Works on my machine: how we use AI to reproduce reported bugs
Sentry’s SDK teams maintain and support SDKs for a vast ecosystem of languages and frameworks. See our release registry for a source of truth. We’re currently at 159 published packages across the entire ecosystem. If you use it, we probably support it.
All of these SDKs are open source and have their own GitHub repositories that we maintain on a daily basis. And like any other open source project, we get tons of bug reports and issues on these.
In this post, I’ll talk about a Claude skill we’ve been leveraging to help make our reproduction flow smoother and reduce triage time and fatigue.
Bug triage flow
Sometimes bugs are easy to fix - could have been a missing null check, a missing conditional branch or some other small oversight.
Other times, they aren’t so easy for a plethora of reasons:
- Tedious setup, or “boilerplate”, just to get the environment ready
- Esoteric code paths
- Legacy versions
- Edge case interactions no one thought of
- Data races and other concurrency problems
- Forked libraries with different contracts
Boilerplate
Particularly for our SDK bugs, the boilerplate factor is quite annoying. Let’s take a recent example. To reproduce this, we would need to setup the following:
- A Python venv with the correct version
- A new Django boilerplate app with the correct version
- A Sentry SDK with the correct version
- Create a Django View that reproduces and showcases the exact problem which is applicable only to HTTPS proxies
- Run everything, trigger the view and hope that it shows the problem in question
All of this is necessary just to acknowledge that the problem the original user reported is real and replicable. Once reproduced, it’s typically much easier to roll out the actual fix.
Reproduction papertrail
Another recurring discussion within the teams was how to keep track of all these one-off boilerplate apps that we used to test SDK logic, and reproduce/fix problems.

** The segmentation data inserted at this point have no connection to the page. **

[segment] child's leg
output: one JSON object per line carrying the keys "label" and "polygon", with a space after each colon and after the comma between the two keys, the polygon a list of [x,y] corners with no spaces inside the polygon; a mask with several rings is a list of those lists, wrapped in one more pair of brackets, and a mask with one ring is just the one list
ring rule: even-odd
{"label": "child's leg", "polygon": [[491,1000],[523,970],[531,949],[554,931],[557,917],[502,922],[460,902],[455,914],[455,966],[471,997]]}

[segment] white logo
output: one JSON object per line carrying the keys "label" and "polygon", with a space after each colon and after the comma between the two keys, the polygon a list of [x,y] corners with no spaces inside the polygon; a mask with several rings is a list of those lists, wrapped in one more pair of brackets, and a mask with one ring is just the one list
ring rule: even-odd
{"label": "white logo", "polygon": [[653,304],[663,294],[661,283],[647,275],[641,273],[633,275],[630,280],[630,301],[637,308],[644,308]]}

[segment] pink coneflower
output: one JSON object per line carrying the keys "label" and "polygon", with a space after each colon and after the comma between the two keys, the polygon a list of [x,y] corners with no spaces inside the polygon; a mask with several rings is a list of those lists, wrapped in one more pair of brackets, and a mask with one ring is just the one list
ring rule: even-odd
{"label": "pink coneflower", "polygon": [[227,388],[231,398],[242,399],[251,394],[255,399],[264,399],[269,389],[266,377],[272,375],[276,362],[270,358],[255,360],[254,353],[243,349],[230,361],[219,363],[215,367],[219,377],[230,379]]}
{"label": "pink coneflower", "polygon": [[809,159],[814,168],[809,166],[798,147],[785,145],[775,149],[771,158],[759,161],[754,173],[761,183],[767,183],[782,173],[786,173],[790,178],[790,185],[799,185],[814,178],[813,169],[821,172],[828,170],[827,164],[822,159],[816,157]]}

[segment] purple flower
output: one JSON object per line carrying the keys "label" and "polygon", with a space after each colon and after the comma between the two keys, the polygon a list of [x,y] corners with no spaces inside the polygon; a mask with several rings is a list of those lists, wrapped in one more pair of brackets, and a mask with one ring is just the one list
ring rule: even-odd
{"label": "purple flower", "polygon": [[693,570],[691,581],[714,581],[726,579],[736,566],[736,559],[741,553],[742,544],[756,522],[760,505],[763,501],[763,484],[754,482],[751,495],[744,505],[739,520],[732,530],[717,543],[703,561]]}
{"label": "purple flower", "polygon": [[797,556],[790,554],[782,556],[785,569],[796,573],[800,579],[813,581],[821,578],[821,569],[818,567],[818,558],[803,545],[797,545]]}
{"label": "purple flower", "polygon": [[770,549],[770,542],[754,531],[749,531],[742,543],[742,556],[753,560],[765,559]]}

Ideally we would have a shared repository of these apps with backlinks to the issues, but no one wanted the burden of maintaining yet another collection of apps on top of everything else we already do. Several SDK engineers had their own ad-hoc collection of apps they used for their day-to-day SDK development.
repro skill + repository
Enter LLMs. Turns out LLMs are pretty good at doing some of the tedious stuff mentioned above.
Even if they cannot get to the root of a hairy problem, they at least set up the boilerplate and give me a playground with all the correct parameters which I can move forward with, massively reducing tedium.
So I wrote up and iterated on a Claude skill that:
- Takes a GitHub issue URL as input
- Parses the SDK language, issue number
- Gathers metadata on language version, framework version, SDK version
- Makes a new directory and branch from the
language/issue-number - Attempts to create a minimal reproduction using standard tooling for the language (
uv,npm,bundle, etc.) - Tries to run the reproduction, bails out if it’s too complicated
- Writes up clear instructions for running the reproduction
- Makes a PR
- Optionally adds a backlink to the PR to the original user issue (using Claude’s
AskUserQuestiontool)
Note that we only ask the LLM to attempt a reproduction and stop if too complicated. This sort of logic is very effective when working with agents since if we ask too much of them, they will often stumble. If we give them an out, they’re more likely to explain the challenge than just stumble through it.
Example run on the Python issue
Continuing with the above Python example, the skill created this reproduction. We can see that it created a minimal Django app and gave very clear instructions to run the reproduction. Using this basic setup, I was able to roll out the subsequent fix very rapidly. I probably saved a few hours of figuring out how to setup Django with an HTTPS proxy correctly and then examining how that interacts with our SDK logic.
Lessons on writing skills
Skills are very generic Markdown files so it’s a bit opaque how to make them reliable and avoid having them go off the rails.
Some insights I have from writing this one:
- Use CLIs to interact with other systems; here we’re using the
ghCLI to perform GitHub operations - Split out the work to be done into clear steps
- Add an
Error Handlingsection explaining what’s not allowed and what to do with bad inputs - Use other in-built tools such as
AskUserQuestionfor user input or validation
Full automation?
We will play around with fully automating this flow on GitHub issues in the future. A major concern voiced by several engineers here is increased bot noise. We’re already drowning in bot communication on several fronts so we want to be careful how many of these we enable automatically. The right amount of automation in any given problem space is not always full automation and a pair of human eyes in the right places are absolutely necessary.